蒋妈妈本还想劝,马车进出府里怎么也得费一点周折。但看老太太眉眼中透出几分厉色,她忽然想起今儿一早府里就来了人,和老太太在屋里禀报了不少时候。便歇了这个打算,颔首应了一声。
刚进门下了马车,老太太院子里的喜菊就迎了上来,寻到蒋妈妈,在她耳边低语了几句。
话还没说完,有个颇为体面的妇人从不远处走了过来。
看到老太太后,她先是一惊,转身就走。行了几步,脚步顿了顿,又折转回来给老太太行礼问安。
正是邹元杺跟前的孙妈妈。
因她是从杜家过来的老人,杜家又是老太太和二太太的娘家,所以素来在府里有几分薄面。老太太对她也算和善。
只是此刻见了她,老太太的面上却没了平日里的可亲模样,脸色微沉,问道:“你怎么在这里?”
孙妈妈捏着帕子的手紧了紧,声音还算平静地说道:“姑娘吩咐我来拿一些药材。”
她口中的姑娘,自然是说她照顾的二姑娘邹元杺。
蒋妈妈奇道:“要拿药材,需得有府里的对牌才行。你这是……”
说起这个,孙妈妈的脊背挺直了一些,面上也带了点笑意,“太太最近身子不太妥当,二姑娘衣不解带地伺候着太太。太太看府里没人可帮忙,就教了教二姑娘管家。太太看姑娘做得好,就将牌子暂时搁在了她那里。”
“你是说,这是老二家的主意?”老太太沉声问道。
孙妈妈这才察觉出来有点不对。悄悄看了看老太太,见她神色如常,只当自己多心了,就道:“是。姑娘最近行事愈发稳妥了。昨儿晌午太太想喝牛骨汤,姑娘亲自遣了人去买牛骨,熬了一个晚上,今儿亲手喂了太太喝的。”
老太太嗯了一声,由蒋妈妈扶着,往里头行去。
孙妈妈刚要起身,回头一看,就见自己身后抱着药材的丫鬟手里空了。忙问道:“东西呢?”
“喜梅姐姐拿走了。说是蒋妈妈吩咐的。”
蒋妈妈吩咐的,那就是老太太的意思了。
孙妈妈刚才心里头压下去的那种忐忑感觉又冒了出来,忙让小丫鬟赶紧去白英苑知会一声。
小丫鬟应下来后,小跑着走了。不多时,又噔噔噔跑了回来。
“怎么了这是?还不赶快去!”
“我、我……”小丫鬟气喘吁吁,脸色有点发白,“老太太往院子里去了。我怕被老太太责罚,就没敢越过去,折回来了。”
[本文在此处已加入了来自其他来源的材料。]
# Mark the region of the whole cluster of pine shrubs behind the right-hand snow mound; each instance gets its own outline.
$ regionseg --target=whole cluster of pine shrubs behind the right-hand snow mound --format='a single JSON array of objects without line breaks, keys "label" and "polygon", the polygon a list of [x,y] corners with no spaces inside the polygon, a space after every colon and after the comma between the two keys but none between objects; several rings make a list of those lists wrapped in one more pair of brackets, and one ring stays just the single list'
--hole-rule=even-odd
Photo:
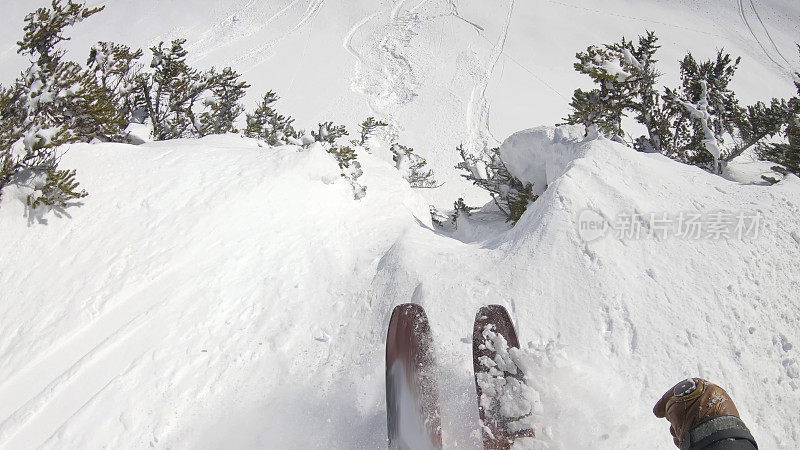
[{"label": "whole cluster of pine shrubs behind the right-hand snow mound", "polygon": [[629,142],[634,148],[715,172],[785,126],[789,108],[783,100],[739,105],[728,85],[740,60],[722,51],[703,63],[689,53],[680,63],[681,87],[659,94],[657,42],[648,32],[636,44],[622,38],[578,53],[575,70],[597,87],[575,91],[566,123],[585,125],[590,136],[602,133],[624,142],[622,120],[633,114],[647,130]]}]

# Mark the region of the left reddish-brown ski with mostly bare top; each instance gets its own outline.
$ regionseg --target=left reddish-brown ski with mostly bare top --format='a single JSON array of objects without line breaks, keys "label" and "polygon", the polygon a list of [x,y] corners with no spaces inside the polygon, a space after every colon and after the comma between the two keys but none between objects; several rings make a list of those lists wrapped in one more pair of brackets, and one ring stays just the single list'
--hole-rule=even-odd
[{"label": "left reddish-brown ski with mostly bare top", "polygon": [[433,340],[421,306],[394,308],[386,336],[386,420],[391,449],[441,449]]}]

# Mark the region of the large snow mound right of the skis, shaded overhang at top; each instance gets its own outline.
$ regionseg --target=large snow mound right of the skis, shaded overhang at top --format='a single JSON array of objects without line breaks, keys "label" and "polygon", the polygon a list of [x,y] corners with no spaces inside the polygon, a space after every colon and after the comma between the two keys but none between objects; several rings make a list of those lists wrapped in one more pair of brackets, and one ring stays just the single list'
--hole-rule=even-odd
[{"label": "large snow mound right of the skis, shaded overhang at top", "polygon": [[520,326],[572,359],[533,371],[557,442],[649,446],[664,424],[647,407],[699,375],[730,388],[760,445],[797,446],[800,179],[739,184],[568,129],[516,133],[501,154],[548,186],[497,246]]}]

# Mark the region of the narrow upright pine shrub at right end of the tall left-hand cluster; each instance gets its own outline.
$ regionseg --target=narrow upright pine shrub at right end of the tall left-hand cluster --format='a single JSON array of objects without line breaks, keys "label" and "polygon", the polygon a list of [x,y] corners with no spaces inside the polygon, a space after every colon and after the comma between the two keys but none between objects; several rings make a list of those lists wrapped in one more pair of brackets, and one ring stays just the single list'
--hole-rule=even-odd
[{"label": "narrow upright pine shrub at right end of the tall left-hand cluster", "polygon": [[240,74],[230,67],[208,73],[208,90],[205,104],[208,107],[200,114],[200,134],[238,133],[236,120],[244,112],[241,100],[249,84],[240,80]]}]

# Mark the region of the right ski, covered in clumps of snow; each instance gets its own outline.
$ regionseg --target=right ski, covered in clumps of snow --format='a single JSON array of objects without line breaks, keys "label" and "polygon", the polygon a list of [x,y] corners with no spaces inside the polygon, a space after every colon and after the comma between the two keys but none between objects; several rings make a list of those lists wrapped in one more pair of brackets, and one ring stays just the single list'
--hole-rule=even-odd
[{"label": "right ski, covered in clumps of snow", "polygon": [[506,450],[515,440],[534,435],[530,410],[501,408],[504,399],[524,397],[529,389],[511,348],[519,348],[519,339],[508,311],[500,305],[481,308],[472,329],[472,365],[486,450]]}]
她小心翼翼地看着神色不定的孙妈妈,轻声问道:“妈妈,咱们现在怎么办?”
“还能怎能办?”孙妈妈叹口气,“走吧。过去看看。”又用极小的声音喃喃了句:“只希望别像我想的那样就好了。”
一进白英苑,扑鼻而来的便是浓浓的药味。
老太太略蹙了眉。听丫鬟在门口大声通禀了,便没停留,径直往里行去。
进到屋内,首先映入眼帘的便是神色憔悴的杜氏,还有端了药碗、正亲自喂母亲喝药的邹元杺。
听到脚步声,母女俩好似刚刚回过神来,赶紧搁下手里的东西向老太太行礼问安。
等到她们把一整套的礼都行完了,老太太方才开口问道:“你这是病了?”
杜氏柔弱地应了一声,又咳嗽了两下。
老太太看了眼药碗,顺手摸了下碗沿。
冷的。
“药已经凉透了。这是搁了多久了?刚才怎么不趁热喝。”她不轻不重地说了这么一句,望向邹元杺。
邹元杺哪能告诉她实话?若说自己是刻意做出母慈女孝的模样来,等老太太回来等到药凉透了,怕是要遭数落的。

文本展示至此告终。